Sehr wahrscheinlich waren zu seiner Zeit mehrere Localschulen auf
einer ähnlichen Bahn wie die seinige; die Zeit, die Ihn reifte, wirkte
auch auf sie; allein nur um so unvermeidlicher mussten sie dann unter
seine Botmässigkeit gerathen, hier mehr dort weniger. Er hatte von
Padua bis Neapel und westlich bis Avignon an so vielen Orten grosse
Denkmäler hinterlassen, dass man seine Neuerung überall kannte und
sich danach achten konnte; rechnet man noch die Werke seiner Schule
hinzu, so war in ganz Italien keine künstlerische Potenz mehr vor-
handen, die sich dieser Masse des Grossen und Neuen gänzlich hätte
erwehren können. Scheinbar selbständig blieben nur die Unfähigen.

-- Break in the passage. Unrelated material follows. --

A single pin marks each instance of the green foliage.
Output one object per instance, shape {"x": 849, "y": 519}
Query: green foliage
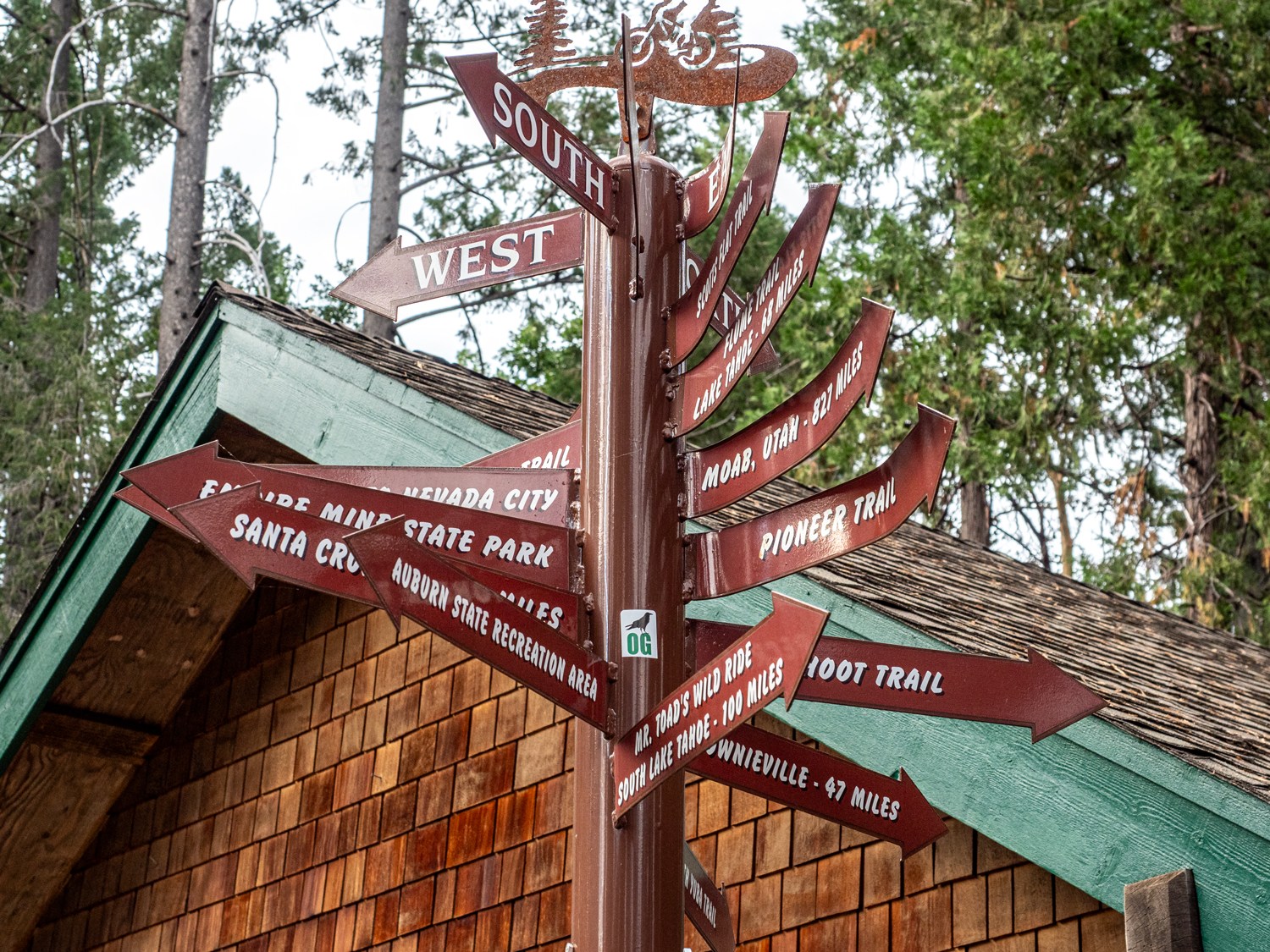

Unter den Oberitalienern mussten die Bolognésen der ganzen
Einwirkung von der florentinischen Schule aus am unfehlbarsten aus-
gesetzt sein. Aber ihre malerische Thätigkeit und Fähigkeit ist im
XIV. Jahrh. erstaunlich lahm und geringfügig. Der älteste von ihnen,
Vitale, ein Zeitgenosse Giotto’s ist wenigstens in einem Bilde der
Pinacoteca zu Bologna (1320, thronende Maria mit zwei Engeln) süss
und holdselig auf sienesische Weise, sodass man an Duccio erinnert
wird. Die Übrigen, halbgiottesken, sind in ihren Tafelbildern meist
so gering, dass in Florenz von ihnen nicht die Rede sein würde.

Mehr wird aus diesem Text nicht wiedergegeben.